# Credit Risk Classification

In this notebook, a binary calssification model will be built and trained with a credit customers and transactions dataset to determine whether a customer is of high or low risk.


# Outline
- [ 1 - Packages ](#1)
- [ 2 - Preprocessing Data](#2)
  - [ 2.1 Loading and Visualizing the Data](#2.1)
  - [ 2.2 Processing](#2.2)
- [ 3 - Classification Model](#3)
  - [ 3.1 Training](#3.1)
- [ 4 - Results](#4)

<a name="1"></a>
## 1 - Packages 

Below are all the needed packages for this notebook.
- [numpy](https://www.numpy.org) is the fundamental package for scientific computing with Python.
- [pandas](https://pandas.pydata.org) is a fast, powerful, flexible and easy to use open source data analysis and manipulation tool.
- [tensorflow](https://www.tensorflow.org) is an end-to-end machine learning platform.

In [1]:
import numpy as np
import pandas as pd
import tensorflow as tf
from tensorflow import keras
from tensorflow.keras.models import Sequential
from tensorflow.keras.layers import Dense, Dropout
from tensorflow.keras.activations import sigmoid, relu
from tensorflow.keras.callbacks import TensorBoard

<a name="2"></a>
## 2 - Preprocessing Data

The dataset for the model we'll build contains customer transaction and demographic data. As well if the customer is considered risky or not for sprecific products.
The demographic data has been encoded into numbered features, and OVD features indicate overdue paymente types.
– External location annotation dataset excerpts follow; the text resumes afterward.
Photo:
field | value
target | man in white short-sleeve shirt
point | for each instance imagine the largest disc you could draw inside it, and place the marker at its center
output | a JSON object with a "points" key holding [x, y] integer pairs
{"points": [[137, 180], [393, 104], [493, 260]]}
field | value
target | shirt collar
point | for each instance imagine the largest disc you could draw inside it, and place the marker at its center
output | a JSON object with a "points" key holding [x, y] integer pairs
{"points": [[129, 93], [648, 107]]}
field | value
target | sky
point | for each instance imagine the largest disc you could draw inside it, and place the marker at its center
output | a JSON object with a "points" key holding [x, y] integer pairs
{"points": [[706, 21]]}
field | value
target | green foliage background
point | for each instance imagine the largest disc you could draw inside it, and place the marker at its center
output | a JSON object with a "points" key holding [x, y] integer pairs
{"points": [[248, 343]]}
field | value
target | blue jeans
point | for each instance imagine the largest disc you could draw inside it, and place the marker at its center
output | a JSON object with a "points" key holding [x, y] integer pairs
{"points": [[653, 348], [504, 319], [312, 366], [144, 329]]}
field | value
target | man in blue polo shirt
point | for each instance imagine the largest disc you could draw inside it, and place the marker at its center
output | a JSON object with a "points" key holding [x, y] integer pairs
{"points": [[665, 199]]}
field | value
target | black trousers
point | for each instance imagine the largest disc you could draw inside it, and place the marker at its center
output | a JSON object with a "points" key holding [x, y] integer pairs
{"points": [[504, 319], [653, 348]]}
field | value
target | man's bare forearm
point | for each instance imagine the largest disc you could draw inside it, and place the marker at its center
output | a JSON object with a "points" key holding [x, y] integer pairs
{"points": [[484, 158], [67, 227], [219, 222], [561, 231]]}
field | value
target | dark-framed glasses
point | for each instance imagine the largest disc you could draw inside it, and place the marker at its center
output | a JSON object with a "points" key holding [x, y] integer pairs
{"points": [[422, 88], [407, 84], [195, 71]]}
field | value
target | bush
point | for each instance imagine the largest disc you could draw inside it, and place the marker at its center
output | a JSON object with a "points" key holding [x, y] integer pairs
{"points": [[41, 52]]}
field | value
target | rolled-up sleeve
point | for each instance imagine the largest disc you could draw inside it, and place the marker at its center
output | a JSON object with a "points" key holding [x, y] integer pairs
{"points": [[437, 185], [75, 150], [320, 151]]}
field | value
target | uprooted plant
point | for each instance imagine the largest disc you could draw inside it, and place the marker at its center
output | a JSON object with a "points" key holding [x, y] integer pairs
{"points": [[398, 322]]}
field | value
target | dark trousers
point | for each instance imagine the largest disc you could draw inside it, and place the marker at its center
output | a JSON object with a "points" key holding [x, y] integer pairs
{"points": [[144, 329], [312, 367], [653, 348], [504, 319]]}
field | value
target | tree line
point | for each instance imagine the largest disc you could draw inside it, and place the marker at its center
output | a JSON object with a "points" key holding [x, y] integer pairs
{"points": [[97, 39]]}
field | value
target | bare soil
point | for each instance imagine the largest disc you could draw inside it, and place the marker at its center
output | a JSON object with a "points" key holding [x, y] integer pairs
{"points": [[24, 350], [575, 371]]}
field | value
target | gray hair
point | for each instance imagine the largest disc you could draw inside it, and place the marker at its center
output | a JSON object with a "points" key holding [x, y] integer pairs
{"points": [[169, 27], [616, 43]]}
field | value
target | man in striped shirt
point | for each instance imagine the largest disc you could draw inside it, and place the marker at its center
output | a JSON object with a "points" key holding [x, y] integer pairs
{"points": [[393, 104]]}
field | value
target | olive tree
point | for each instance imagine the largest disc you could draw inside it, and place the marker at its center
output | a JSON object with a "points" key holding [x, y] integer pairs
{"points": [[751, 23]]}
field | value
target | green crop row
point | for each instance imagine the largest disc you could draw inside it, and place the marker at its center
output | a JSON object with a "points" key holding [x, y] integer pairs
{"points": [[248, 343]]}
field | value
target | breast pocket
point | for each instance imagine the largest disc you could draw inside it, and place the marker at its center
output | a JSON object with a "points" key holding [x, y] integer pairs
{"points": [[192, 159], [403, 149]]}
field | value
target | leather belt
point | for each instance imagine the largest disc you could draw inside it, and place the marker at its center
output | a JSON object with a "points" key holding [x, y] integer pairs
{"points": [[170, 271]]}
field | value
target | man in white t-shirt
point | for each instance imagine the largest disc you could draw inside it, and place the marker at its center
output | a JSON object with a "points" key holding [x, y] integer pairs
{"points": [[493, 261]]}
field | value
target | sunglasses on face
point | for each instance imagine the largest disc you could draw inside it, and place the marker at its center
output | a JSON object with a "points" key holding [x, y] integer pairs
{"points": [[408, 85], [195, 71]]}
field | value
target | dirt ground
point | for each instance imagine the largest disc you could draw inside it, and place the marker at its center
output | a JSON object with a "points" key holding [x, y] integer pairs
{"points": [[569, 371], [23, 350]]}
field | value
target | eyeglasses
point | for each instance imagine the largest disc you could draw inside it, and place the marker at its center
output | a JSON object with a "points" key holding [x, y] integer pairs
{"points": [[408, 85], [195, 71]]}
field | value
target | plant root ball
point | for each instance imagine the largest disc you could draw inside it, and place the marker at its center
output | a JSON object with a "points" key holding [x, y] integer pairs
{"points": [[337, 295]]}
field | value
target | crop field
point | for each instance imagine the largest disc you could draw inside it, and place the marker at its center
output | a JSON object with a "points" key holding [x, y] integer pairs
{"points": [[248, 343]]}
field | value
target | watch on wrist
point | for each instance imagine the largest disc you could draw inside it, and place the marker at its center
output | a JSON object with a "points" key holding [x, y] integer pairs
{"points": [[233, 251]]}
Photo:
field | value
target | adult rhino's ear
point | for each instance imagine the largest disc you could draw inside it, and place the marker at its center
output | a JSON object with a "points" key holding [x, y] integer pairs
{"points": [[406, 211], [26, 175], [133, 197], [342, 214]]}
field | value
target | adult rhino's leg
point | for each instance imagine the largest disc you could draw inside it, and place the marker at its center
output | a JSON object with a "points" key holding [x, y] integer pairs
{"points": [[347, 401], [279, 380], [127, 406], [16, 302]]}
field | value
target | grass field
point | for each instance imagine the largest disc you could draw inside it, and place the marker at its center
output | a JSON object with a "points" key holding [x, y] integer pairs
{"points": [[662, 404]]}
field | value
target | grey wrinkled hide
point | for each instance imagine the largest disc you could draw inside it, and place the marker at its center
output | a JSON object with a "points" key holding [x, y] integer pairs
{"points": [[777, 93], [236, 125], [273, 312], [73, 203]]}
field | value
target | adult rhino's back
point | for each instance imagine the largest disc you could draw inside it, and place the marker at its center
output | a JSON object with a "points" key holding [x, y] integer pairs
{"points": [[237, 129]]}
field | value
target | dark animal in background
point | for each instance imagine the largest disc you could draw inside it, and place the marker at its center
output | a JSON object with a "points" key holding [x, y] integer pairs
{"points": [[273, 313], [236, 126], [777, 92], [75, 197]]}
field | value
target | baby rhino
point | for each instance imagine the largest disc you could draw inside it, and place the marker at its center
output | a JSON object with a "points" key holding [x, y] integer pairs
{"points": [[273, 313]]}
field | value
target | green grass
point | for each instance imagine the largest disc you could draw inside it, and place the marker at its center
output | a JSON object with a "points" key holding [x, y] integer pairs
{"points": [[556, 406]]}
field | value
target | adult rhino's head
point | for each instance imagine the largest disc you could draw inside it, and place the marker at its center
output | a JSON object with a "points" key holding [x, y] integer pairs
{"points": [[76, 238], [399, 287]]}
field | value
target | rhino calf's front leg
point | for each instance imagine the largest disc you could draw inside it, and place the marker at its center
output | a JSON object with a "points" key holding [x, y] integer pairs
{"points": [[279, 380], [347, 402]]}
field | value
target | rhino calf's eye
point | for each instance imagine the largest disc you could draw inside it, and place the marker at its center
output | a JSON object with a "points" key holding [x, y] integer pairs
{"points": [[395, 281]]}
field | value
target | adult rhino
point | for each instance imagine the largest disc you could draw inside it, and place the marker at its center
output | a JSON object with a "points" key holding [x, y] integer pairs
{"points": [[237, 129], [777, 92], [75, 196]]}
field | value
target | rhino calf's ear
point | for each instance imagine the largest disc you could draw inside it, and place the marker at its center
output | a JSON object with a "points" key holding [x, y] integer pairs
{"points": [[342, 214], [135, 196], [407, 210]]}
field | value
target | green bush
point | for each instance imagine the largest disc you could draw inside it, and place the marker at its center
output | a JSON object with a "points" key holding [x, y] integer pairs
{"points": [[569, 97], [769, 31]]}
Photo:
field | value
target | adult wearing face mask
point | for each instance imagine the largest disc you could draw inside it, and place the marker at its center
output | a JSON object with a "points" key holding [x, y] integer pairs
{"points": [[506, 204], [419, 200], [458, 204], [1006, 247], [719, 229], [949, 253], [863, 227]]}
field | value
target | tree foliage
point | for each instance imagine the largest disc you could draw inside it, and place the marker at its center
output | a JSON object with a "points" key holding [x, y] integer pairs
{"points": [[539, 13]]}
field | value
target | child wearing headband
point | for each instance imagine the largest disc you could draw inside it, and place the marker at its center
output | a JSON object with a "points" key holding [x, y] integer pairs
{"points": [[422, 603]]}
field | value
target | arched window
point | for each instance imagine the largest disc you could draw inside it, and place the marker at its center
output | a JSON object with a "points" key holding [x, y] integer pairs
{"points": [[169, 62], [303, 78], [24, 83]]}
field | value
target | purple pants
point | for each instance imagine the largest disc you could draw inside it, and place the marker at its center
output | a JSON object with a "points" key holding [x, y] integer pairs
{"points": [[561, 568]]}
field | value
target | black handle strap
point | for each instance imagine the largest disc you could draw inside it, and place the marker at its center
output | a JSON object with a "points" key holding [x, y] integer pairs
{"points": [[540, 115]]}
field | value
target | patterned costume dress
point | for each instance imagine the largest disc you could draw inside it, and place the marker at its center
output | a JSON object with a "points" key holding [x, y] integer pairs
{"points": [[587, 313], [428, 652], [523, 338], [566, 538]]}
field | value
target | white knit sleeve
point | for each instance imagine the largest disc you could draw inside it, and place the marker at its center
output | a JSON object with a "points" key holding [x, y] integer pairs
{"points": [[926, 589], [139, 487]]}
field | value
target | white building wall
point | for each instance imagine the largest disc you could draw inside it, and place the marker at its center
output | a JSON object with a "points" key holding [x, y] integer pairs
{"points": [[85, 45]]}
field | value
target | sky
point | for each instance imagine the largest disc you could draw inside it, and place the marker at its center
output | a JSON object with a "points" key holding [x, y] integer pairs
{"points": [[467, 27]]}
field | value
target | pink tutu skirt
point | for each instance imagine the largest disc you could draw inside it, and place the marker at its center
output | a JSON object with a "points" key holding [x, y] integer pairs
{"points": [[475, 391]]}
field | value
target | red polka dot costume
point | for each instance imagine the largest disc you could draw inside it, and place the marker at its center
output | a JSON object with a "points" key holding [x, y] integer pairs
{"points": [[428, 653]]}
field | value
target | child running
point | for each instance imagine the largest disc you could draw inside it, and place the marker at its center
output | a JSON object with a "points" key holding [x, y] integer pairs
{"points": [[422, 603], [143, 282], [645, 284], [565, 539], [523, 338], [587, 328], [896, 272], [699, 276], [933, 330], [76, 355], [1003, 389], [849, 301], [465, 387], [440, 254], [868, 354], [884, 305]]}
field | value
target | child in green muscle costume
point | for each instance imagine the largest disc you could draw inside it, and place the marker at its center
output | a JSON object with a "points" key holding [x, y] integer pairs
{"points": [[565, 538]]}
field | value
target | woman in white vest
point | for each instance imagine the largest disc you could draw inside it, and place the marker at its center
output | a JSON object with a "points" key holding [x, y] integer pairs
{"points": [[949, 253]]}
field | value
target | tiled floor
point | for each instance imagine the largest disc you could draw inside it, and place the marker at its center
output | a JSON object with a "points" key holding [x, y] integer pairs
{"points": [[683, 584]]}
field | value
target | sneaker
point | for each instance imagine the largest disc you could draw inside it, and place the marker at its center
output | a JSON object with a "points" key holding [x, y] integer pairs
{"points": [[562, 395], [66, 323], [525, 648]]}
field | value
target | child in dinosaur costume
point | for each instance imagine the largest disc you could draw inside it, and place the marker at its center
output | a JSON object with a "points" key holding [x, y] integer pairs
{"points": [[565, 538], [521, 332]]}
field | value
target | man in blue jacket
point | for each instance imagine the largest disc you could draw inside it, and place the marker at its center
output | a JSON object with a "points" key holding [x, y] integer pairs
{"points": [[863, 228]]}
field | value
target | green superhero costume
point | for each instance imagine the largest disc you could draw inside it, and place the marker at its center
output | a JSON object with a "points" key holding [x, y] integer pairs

The dataset can be found here: [Credit Risk](https://www.kaggle.com/datasets/praveengovi/credit-risk-classification-dataset?datasetId=637189&sortBy=)
<br/><br/>
<a name="2.1"></a>
### 2.1 Loading and Visualizing the Data

In [2]:
#Load Data
customer_data = pd.read_csv("./Data/customer_data.csv")
payment_data = pd.read_csv("./Data/payment_data.csv")

In [3]:
customer_data.head()

Unnamed: 0,label,id,fea_1,fea_2,fea_3,fea_4,fea_5,fea_6,fea_7,fea_8,fea_9,fea_10,fea_11
0,1,54982665,5,1245.5,3,77000.0,2,15,5,109,5,151300,244.948974
1,0,59004779,4,1277.0,1,113000.0,2,8,-1,100,3,341759,207.17384
2,0,58990862,7,1298.0,1,110000.0,2,11,-1,101,5,72001,1.0
3,1,58995168,7,1335.5,1,151000.0,2,11,5,110,3,60084,1.0
4,0,54987320,7,,2,59000.0,2,11,5,108,4,450081,197.403141


In [4]:
payment_data.head()

Unnamed: 0,id,OVD_t1,OVD_t2,OVD_t3,OVD_sum,pay_normal,prod_code,prod_limit,update_date,new_balance,highest_balance,report_date
0,58987402,0,0,0,0,1,10,16500.0,04/12/2016,0.0,,
1,58995151,0,0,0,0,1,5,,04/12/2016,588720.0,491100.0,
2,58997200,0,0,0,0,2,5,,04/12/2016,840000.0,700500.0,22/04/2016
3,54988608,0,0,0,0,3,10,37400.0,03/12/2016,8425.2,7520.0,25/04/2016
4,54987763,0,0,0,0,2,10,,03/12/2016,15147.6,,26/04/2016


In [5]:
print("# of items/customers in customer_data: ", len(customer_data))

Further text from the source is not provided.